Looks and sounds like Texas has changed big time, just like many other places around the world where expats hang out in my opinion. In early 2000s, back to 1990 I was all over the places in Asia deeply involved in HDD with many companies including IBM, Samsung, Toshiba, Maxtor etc…. And so Singapore, Bangkok Manila Georgetown-Malaysia, and South Korea I spent plenty of time in. Not quite long as expats but long..
I stumbled on this article and read for fun after googling Texas Busan ( earlier was Pusan) South Korea, at present in the third month of the Russian invasion of Ukraine, half hoping to see anything vaguely reflecting the time. And half nostalgically remembering the time back in the months before 9/11 that I frequented Busan on weekends staying mostly at the Marriott Executive floor with the discount Samsung offered to escape the industrial setting many hours by train due north.
Busan was beautiful. Interestingly, Haeundae gave me the sense of peace of hustle bustle and a sense of adventure all combined. A good friend who was Busan Native gave me a good introduction to the city. I Didn’t speak Korean only English Spanish and…Vietnamese.

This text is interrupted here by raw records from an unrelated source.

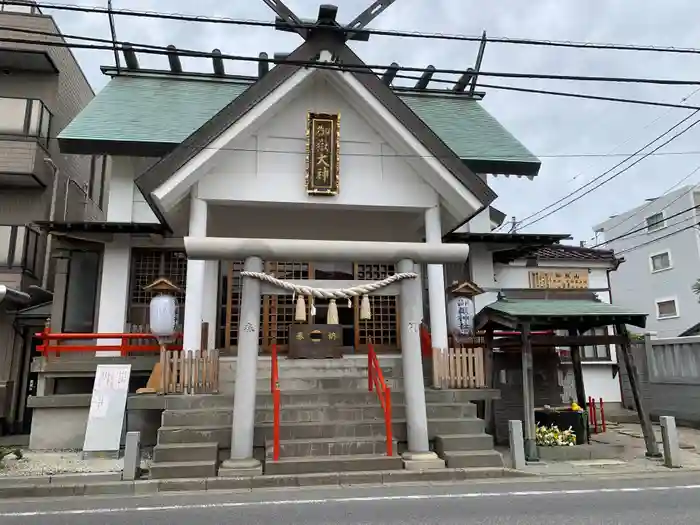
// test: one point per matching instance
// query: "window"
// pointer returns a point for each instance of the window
(14, 115)
(660, 261)
(81, 292)
(666, 309)
(596, 352)
(98, 168)
(19, 247)
(25, 117)
(655, 222)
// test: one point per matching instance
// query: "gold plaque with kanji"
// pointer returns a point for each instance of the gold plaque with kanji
(322, 154)
(573, 279)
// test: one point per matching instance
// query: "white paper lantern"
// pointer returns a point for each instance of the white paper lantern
(163, 315)
(460, 316)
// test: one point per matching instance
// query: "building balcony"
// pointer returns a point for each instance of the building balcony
(20, 250)
(24, 133)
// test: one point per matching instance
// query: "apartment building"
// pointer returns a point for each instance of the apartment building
(42, 88)
(660, 243)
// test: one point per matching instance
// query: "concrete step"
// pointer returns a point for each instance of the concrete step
(180, 452)
(462, 443)
(361, 429)
(185, 402)
(221, 434)
(362, 396)
(196, 434)
(322, 413)
(183, 469)
(449, 426)
(322, 447)
(473, 459)
(332, 464)
(361, 412)
(197, 417)
(325, 382)
(387, 372)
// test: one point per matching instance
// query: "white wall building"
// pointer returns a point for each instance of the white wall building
(660, 243)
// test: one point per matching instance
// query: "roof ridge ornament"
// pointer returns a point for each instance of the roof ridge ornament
(288, 21)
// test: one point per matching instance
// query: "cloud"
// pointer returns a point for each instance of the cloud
(548, 125)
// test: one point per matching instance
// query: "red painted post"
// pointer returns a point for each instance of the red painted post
(595, 416)
(387, 422)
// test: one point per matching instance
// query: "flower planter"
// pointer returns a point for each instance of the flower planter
(564, 419)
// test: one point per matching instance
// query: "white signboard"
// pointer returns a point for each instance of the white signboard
(107, 409)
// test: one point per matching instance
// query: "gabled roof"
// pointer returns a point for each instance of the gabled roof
(160, 172)
(556, 313)
(559, 252)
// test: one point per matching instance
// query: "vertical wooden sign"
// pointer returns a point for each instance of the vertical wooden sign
(322, 154)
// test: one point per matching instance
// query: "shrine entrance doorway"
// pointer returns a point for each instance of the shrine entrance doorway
(278, 311)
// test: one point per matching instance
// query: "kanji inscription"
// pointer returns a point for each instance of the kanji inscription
(322, 154)
(576, 279)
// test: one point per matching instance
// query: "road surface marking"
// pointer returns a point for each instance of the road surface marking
(358, 499)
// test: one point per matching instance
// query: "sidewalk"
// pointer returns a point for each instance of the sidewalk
(632, 461)
(61, 474)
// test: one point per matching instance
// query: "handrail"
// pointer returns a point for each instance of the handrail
(123, 346)
(275, 389)
(376, 381)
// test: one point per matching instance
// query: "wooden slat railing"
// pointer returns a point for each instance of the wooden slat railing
(458, 367)
(194, 372)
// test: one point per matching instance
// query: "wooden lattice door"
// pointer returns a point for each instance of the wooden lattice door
(147, 265)
(277, 310)
(383, 327)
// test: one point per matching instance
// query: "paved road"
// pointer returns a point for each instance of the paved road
(667, 500)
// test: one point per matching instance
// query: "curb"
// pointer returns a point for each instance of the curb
(112, 485)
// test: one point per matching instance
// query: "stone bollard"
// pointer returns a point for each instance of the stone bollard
(517, 444)
(132, 457)
(669, 436)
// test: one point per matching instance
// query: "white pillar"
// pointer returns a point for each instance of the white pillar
(210, 299)
(242, 462)
(436, 282)
(194, 292)
(419, 455)
(114, 291)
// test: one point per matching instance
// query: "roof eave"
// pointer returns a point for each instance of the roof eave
(219, 123)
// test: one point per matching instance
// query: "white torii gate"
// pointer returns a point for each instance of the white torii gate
(254, 251)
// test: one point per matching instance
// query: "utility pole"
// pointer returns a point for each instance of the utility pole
(513, 225)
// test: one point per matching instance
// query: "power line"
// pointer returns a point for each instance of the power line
(378, 32)
(676, 232)
(615, 175)
(648, 204)
(612, 151)
(632, 155)
(160, 50)
(610, 170)
(151, 49)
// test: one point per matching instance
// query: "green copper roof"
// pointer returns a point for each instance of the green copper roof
(559, 313)
(166, 110)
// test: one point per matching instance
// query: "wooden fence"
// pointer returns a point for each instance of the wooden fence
(458, 367)
(190, 372)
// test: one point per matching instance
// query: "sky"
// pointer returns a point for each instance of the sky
(563, 132)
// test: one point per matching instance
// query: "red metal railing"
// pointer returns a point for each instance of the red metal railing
(124, 346)
(275, 389)
(593, 414)
(376, 381)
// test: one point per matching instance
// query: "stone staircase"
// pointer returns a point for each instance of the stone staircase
(329, 423)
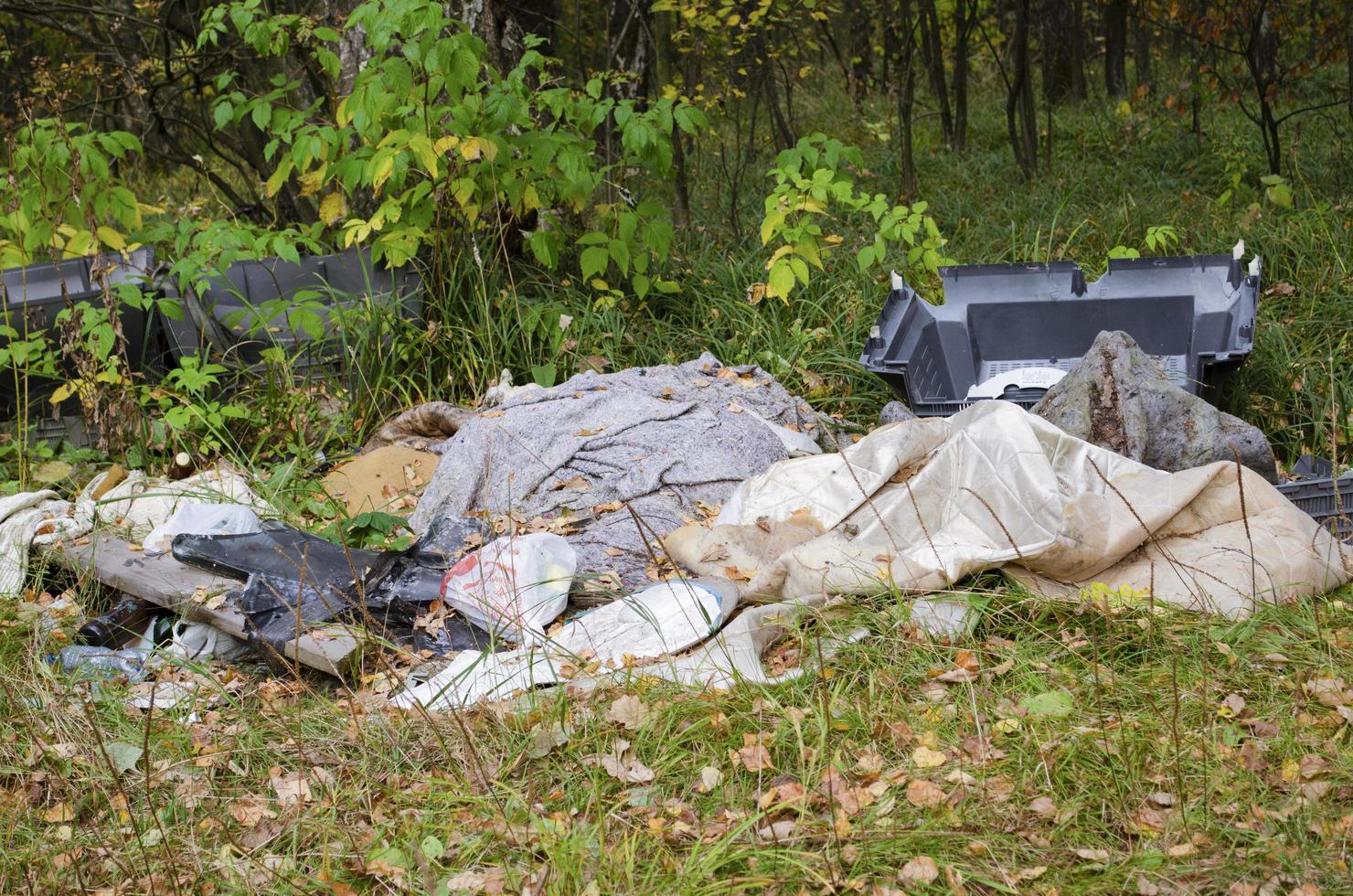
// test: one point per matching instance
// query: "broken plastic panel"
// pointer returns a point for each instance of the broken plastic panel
(278, 304)
(296, 581)
(31, 296)
(1326, 498)
(1012, 330)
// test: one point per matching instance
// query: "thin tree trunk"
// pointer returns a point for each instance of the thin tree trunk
(1059, 49)
(861, 64)
(1142, 50)
(1079, 91)
(901, 38)
(1115, 48)
(1348, 41)
(1019, 99)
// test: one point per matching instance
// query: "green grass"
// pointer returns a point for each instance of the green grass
(1248, 796)
(416, 802)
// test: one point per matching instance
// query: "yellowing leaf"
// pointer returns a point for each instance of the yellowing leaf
(476, 148)
(628, 710)
(332, 208)
(112, 239)
(59, 814)
(927, 758)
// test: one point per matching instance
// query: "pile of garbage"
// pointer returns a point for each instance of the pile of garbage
(673, 520)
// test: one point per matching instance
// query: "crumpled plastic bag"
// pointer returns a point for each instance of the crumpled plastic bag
(513, 586)
(653, 623)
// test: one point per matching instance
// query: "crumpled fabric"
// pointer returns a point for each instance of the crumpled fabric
(660, 439)
(138, 502)
(922, 504)
(27, 518)
(642, 634)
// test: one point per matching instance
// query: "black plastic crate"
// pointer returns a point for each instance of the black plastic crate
(31, 296)
(236, 317)
(1009, 330)
(1327, 499)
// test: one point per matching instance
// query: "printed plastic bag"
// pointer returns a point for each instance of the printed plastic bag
(513, 586)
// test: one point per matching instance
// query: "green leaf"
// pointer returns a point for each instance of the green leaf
(781, 281)
(620, 252)
(594, 260)
(865, 258)
(431, 848)
(1050, 703)
(544, 375)
(123, 755)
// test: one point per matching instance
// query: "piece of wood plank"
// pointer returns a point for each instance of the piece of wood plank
(174, 585)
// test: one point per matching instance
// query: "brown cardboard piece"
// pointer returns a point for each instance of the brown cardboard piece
(389, 479)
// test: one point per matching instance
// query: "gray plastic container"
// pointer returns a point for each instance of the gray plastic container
(1327, 499)
(236, 317)
(31, 296)
(1006, 329)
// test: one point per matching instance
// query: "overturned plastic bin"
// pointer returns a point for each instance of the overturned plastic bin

Texas was fun. Plenty of activities and lots of Russians alright. Not only sailors but blonde hair blue eyes lanky ladies as well. Don’t think they all qualify as prostitutes though many young ladies in Texas were obviously in the trade there.
My first exposure there was one of the “second places” we went to to while away the cold winter night (though Busan is the warmest place in Korea and it rarely snowed there like the rest of Korea). It was very lively and quite a surprise for me, an Asian, to be entertained in Asia by.. .. Caucasian ladies. Unlike many other celebrants in our group including Korean natives and American coworkers, I kept my manner though very loosened from the sojus and hurricanes grouply forced and enjoyed. It was a great night. In my observation, those ladies were NOT to be bought cheaply and ordinarily THERE. They spoke some English, some French but some spoke some Korean also because they are on their TOUR only a few months there then return to their homeland. They danced very nicely in some very controlled manner not quite like exotic dancers we have in America but good with the music and fluid with the flow.

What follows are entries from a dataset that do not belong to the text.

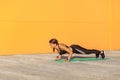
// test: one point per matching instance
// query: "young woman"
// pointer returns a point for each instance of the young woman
(63, 49)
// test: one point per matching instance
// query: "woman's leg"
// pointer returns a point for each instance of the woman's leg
(78, 49)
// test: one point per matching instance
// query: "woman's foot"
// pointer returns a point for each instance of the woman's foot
(102, 55)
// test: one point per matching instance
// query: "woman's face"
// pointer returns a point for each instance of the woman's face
(52, 45)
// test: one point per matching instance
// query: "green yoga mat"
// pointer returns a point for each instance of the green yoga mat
(80, 59)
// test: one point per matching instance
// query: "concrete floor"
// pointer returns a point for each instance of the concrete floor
(39, 67)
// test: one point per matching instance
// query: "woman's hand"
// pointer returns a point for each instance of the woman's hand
(58, 57)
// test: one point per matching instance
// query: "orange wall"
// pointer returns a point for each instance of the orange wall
(27, 25)
(115, 24)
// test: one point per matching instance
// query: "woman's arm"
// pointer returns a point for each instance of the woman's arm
(58, 57)
(67, 50)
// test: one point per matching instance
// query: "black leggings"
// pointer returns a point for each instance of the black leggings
(78, 50)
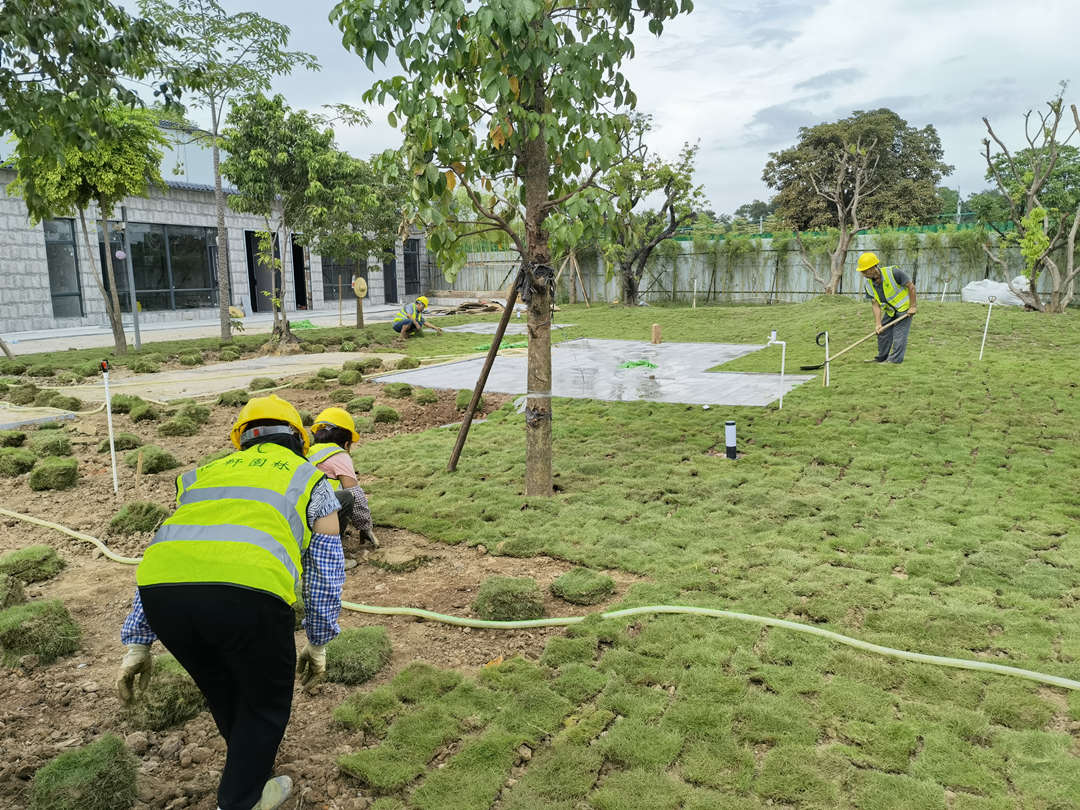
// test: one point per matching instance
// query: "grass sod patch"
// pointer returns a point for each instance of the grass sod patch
(42, 629)
(508, 598)
(54, 473)
(356, 655)
(171, 700)
(583, 586)
(100, 775)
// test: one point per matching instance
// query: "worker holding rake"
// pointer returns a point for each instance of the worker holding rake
(892, 293)
(217, 584)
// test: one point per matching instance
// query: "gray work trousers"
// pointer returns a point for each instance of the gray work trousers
(892, 342)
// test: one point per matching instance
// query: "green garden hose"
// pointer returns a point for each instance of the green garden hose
(957, 663)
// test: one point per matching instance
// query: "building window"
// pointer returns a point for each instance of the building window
(339, 270)
(174, 266)
(63, 268)
(412, 256)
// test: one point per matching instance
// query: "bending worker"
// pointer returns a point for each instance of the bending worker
(217, 583)
(409, 319)
(335, 432)
(892, 293)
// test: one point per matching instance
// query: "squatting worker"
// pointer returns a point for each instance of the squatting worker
(892, 293)
(335, 432)
(409, 319)
(217, 583)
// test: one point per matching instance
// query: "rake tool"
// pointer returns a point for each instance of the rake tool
(861, 340)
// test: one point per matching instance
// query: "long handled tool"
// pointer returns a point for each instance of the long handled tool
(863, 339)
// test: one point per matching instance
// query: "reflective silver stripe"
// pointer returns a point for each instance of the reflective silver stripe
(227, 534)
(280, 502)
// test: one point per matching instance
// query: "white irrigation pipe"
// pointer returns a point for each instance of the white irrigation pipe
(956, 663)
(989, 309)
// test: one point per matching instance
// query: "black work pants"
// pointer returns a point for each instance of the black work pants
(238, 646)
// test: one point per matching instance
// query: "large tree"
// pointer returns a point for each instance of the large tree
(871, 169)
(1041, 186)
(61, 68)
(116, 162)
(220, 57)
(510, 99)
(651, 199)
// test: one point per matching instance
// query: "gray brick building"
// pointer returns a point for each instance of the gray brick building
(170, 237)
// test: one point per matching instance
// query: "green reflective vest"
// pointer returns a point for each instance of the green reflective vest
(895, 296)
(319, 453)
(241, 521)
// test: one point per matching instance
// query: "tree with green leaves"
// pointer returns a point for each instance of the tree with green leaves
(220, 57)
(868, 170)
(510, 100)
(1041, 184)
(120, 161)
(62, 63)
(639, 180)
(274, 153)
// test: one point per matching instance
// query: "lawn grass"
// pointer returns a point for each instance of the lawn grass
(929, 507)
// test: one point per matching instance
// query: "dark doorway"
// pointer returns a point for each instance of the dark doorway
(299, 277)
(390, 280)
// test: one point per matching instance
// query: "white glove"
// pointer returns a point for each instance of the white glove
(136, 662)
(311, 664)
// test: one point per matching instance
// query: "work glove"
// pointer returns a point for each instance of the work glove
(136, 662)
(311, 664)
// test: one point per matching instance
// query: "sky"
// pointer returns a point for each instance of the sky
(741, 78)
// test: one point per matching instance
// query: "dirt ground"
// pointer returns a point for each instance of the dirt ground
(45, 711)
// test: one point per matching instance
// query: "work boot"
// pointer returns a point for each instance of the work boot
(274, 793)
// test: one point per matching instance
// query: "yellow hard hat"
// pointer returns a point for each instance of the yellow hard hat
(268, 407)
(337, 418)
(867, 260)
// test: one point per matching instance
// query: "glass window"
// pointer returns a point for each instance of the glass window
(63, 261)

When the night’s over We said goodbyes but not before one young lady who was from Novosibirsk with short blonde hair Exchange phone number with me. We saw each other only a few occasions in the beginning with her friend as chauffeur but always with her English dictionary on hand. It was nice knowing her and we ended up rushing to see each other whenever we could. Finally she had to return home that last time we met in Seoul. Nataya didn’t hesitate paying six hundred bucks to the airline to stay one last night with when we stayed up all night after dining Italian (her first, she said) with red wine and a walk along the beach Haeundae, where there was installed an animae character windsurfing-a sport I was active in. It was memorable for me and we stopped by a few “tent bars” near the sand and kept each other so much alive till day break.
The most exciting part of my recollection is this, it was South Korea. I’m American-born in Vietnam and the dear friend I met there is Russian-from Novosibirsk with Ukrainian ancestry (I was taught that’s evident from the fish tail drawn near the rear of her beautiful ocean blue eyes).
There are so many beautiful things in life. I’ll always treasure my experience and will always look at everything and everyone with an open eye taking in Not where they are from what is said about where they live who their friends their associates are what color and what language they speak. But what they are, to me.
Sorry to share my inner thoughts here. Way too too long. Good bye Texas street.